Merci pour cette synthèse bien intéressante de la littérature sur l’obsolescence dite programmée.

Mais qu’en est-il de ces vis aux têtes toujours plus originales, parfois de formes différentes sur le même appareil ? Et il faut aussi disposer de la version longue des tournevis car ces vis sont parfois profondément encastrées.

L’argument d’une fabrication plus économique par l’usage d’outils plus ergonomiques me paraît douteuse (voir photo). Et l’argument de la sécurité du consommateur est certainement très discutable. Qu’en penseraient des associations de consommateur.

Qu’en pensez-vous ?
Louis
http://www.quelfutur.org

Invité
Dr. Goulu
1 année 1 mois avant

Je dirais que ça n’a pas grand chose à voir avec l’obsolescence programmée : si il y a des vis, c’est que quelqu’un peut ouvrir, sinon ce serait collé, soudé etc.

Entre parenthèses il existe des produits ouvertement irréparables, comme la Swatch par exemple. C’est intéressant d’écouter un de ses créateurs expliquer les raisons et les conséquences énormes de ce choix.

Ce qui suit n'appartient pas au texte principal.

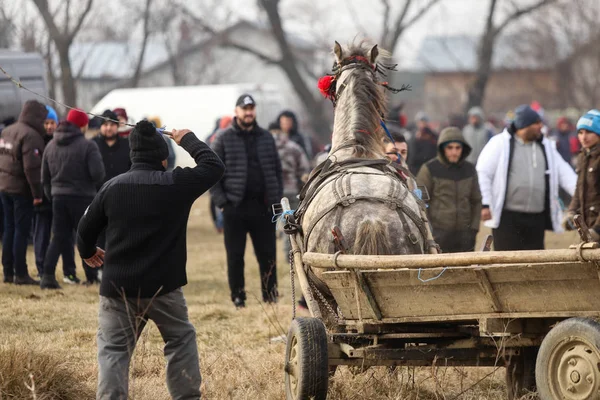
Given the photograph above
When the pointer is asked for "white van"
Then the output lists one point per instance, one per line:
(192, 107)
(30, 69)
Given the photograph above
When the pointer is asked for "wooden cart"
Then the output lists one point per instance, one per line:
(531, 311)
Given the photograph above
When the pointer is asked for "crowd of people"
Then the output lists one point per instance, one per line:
(521, 181)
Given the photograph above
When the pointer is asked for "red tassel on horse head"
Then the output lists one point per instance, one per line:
(324, 85)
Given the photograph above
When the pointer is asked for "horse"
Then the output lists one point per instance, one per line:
(357, 192)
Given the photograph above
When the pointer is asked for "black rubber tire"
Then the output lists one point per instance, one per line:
(568, 362)
(520, 373)
(307, 346)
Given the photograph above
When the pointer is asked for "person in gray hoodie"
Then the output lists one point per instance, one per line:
(476, 133)
(72, 168)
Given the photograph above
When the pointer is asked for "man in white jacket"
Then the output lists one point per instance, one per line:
(519, 173)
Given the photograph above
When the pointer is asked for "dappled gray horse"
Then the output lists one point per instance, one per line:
(357, 189)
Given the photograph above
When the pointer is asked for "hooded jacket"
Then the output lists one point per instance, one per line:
(586, 200)
(72, 165)
(296, 136)
(493, 168)
(21, 149)
(476, 136)
(455, 203)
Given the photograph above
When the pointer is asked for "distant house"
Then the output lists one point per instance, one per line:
(103, 66)
(446, 66)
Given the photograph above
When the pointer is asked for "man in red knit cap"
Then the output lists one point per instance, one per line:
(72, 168)
(124, 130)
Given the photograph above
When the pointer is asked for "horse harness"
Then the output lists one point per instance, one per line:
(339, 174)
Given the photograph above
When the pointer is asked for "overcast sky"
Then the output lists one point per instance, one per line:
(329, 20)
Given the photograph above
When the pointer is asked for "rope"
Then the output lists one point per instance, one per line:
(20, 85)
(281, 216)
(431, 279)
(387, 132)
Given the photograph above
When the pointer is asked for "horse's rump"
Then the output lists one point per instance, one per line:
(374, 210)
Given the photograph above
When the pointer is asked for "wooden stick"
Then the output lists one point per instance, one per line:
(312, 304)
(415, 261)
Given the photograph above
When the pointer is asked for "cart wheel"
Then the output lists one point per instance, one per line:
(306, 366)
(520, 373)
(569, 361)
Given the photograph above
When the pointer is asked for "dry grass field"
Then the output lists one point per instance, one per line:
(48, 349)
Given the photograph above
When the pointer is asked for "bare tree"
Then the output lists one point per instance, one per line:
(63, 38)
(487, 43)
(395, 26)
(138, 69)
(7, 25)
(566, 38)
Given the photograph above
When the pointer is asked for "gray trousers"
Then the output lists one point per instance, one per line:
(120, 324)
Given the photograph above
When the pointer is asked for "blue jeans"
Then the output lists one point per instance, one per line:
(42, 229)
(66, 213)
(120, 324)
(18, 214)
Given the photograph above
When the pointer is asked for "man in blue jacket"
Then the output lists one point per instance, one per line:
(253, 182)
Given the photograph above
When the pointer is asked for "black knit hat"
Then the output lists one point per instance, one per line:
(110, 115)
(147, 144)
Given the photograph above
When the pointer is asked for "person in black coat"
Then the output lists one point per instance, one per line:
(252, 183)
(71, 169)
(115, 156)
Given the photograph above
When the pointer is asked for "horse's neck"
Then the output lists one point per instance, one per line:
(341, 153)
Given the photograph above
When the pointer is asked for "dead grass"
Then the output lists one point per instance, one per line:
(52, 336)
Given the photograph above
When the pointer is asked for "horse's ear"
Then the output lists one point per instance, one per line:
(373, 54)
(337, 50)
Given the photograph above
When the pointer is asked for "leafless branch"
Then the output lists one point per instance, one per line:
(420, 13)
(138, 69)
(224, 38)
(354, 15)
(67, 17)
(87, 10)
(385, 17)
(401, 25)
(399, 28)
(519, 12)
(48, 19)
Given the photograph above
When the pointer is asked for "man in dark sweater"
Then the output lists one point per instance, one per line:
(253, 181)
(71, 169)
(115, 155)
(145, 213)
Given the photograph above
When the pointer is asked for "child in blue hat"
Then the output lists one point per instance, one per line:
(586, 200)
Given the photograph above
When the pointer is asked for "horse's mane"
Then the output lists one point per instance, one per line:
(362, 104)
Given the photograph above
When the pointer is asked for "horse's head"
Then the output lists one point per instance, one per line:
(359, 99)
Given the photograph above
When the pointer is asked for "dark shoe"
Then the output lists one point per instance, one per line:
(25, 280)
(238, 302)
(71, 280)
(49, 282)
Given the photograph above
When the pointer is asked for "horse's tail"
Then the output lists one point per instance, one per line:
(372, 238)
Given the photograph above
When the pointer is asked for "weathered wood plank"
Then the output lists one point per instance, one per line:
(487, 288)
(415, 261)
(572, 287)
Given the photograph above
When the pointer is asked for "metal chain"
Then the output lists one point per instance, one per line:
(292, 275)
(324, 301)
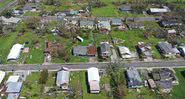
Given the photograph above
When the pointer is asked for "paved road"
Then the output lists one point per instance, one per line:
(55, 67)
(9, 5)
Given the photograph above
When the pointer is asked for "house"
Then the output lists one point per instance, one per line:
(91, 50)
(136, 26)
(71, 12)
(125, 8)
(85, 51)
(142, 19)
(169, 23)
(167, 50)
(182, 50)
(22, 74)
(116, 21)
(34, 1)
(165, 86)
(86, 24)
(30, 7)
(80, 39)
(10, 21)
(14, 87)
(13, 96)
(2, 76)
(17, 12)
(164, 9)
(80, 51)
(151, 83)
(133, 78)
(15, 52)
(13, 79)
(104, 26)
(105, 49)
(100, 19)
(145, 51)
(62, 79)
(93, 79)
(123, 27)
(124, 52)
(164, 74)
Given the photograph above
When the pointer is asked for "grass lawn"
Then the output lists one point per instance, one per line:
(178, 91)
(4, 3)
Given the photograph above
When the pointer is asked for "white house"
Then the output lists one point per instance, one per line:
(93, 79)
(2, 75)
(63, 79)
(13, 79)
(15, 52)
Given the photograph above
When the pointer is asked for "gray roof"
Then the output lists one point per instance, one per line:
(86, 23)
(62, 77)
(105, 47)
(80, 50)
(134, 79)
(14, 87)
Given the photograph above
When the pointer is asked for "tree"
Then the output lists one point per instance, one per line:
(32, 22)
(43, 76)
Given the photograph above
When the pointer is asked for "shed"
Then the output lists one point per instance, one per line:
(93, 79)
(15, 52)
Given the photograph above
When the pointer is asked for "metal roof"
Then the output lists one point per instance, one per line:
(14, 87)
(62, 77)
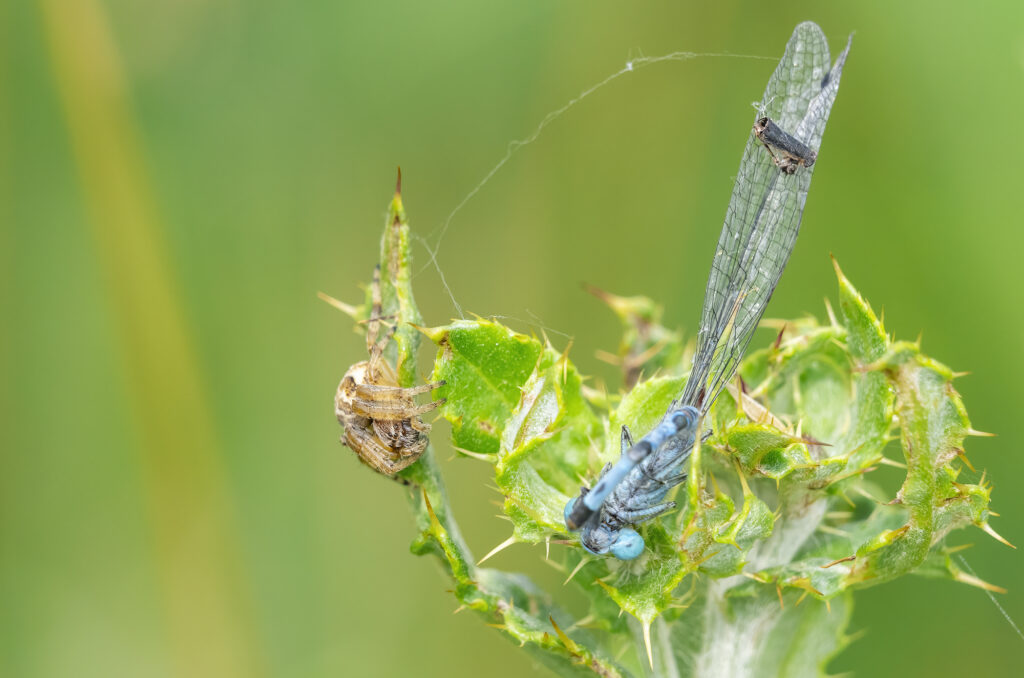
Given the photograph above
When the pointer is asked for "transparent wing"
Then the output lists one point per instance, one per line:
(763, 218)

Personnellement je me rappelle très bien des premières vis « de sécurité » que j’ai vu. C’était sur un le McIntosh que j’ai sorti du carton en 1984 dans une boutique qui vendait aussi des Apple ][ qui étaient toujours ouverts, avec des cartes plantées dedans , des câbles qui sortaient, et des miettes de pain dans les circuits. L’idée était que vous n’aviez aucune raison d’ouvrir le Mac si vous n’étiez pas le service après-vente de Apple, puis ils ont donné des tournevis spéciaux aux revendeurs agréés, et maintenant on trouve des tournevis partout si on a une bonne raison d’ouvrir…

Invité
Samuel
1 année 2 mois avant

Cher Dr Goulu,
Merci de faire la lumière, littérature scientifique à
l’appui, sur le fait que l’obsolescence programmée ne semble pas se trouver du côté
de la conception des produits manufacturés. Cela ne permet cependant pas de conclure à l’inexistence du phénomène, qui se trouve simplement ailleurs: dans la fabrication du désir que les consommateurs ont de se procurer de nouveaux objets alors que les anciens remplissent encore leur fonction.
Une sphère d’activité très importante, en essor constant depuis les années 1920, est entièrement vouée entièrement à la création de cette demande: c’est la technique du marketing. Il n’est pas nécessaire, pour une entreprise, de prendre le risque de se donner une mauvaise image en fabriquant des produits qui brisent très rapidement; elle peut tout simplement convaincre le consommateur que le produit qu’il possède déjà n’est plus adéquat et qu’il lui en faut un nouveau.
C’est le concept de la « destruction créatrice », théorisée par Joseph Schumpeter, et dont les dangers sont brillamment exposées le philosophe Bernard Stiegler.
Si l’obsolescence n’est pas mécaniquement programmée par les ingénieurs, il ne fait cependant aucun doute qu’elle est entièrement fabriquée par la science moins exacte du marketing.

Samuel

Invité
Dr. Goulu
1 année 2 mois avant

Selon la wikipédia, la destruction créatrice ne correspond pas à ce que vous dites : c’est  » l’innovation portée par les entrepreneurs (qui) est la force motrice de la croissance économique sur le long terme ». Donc c’est l’innovation qui rend les anciens produits obsolètes pas la « création de la demande ».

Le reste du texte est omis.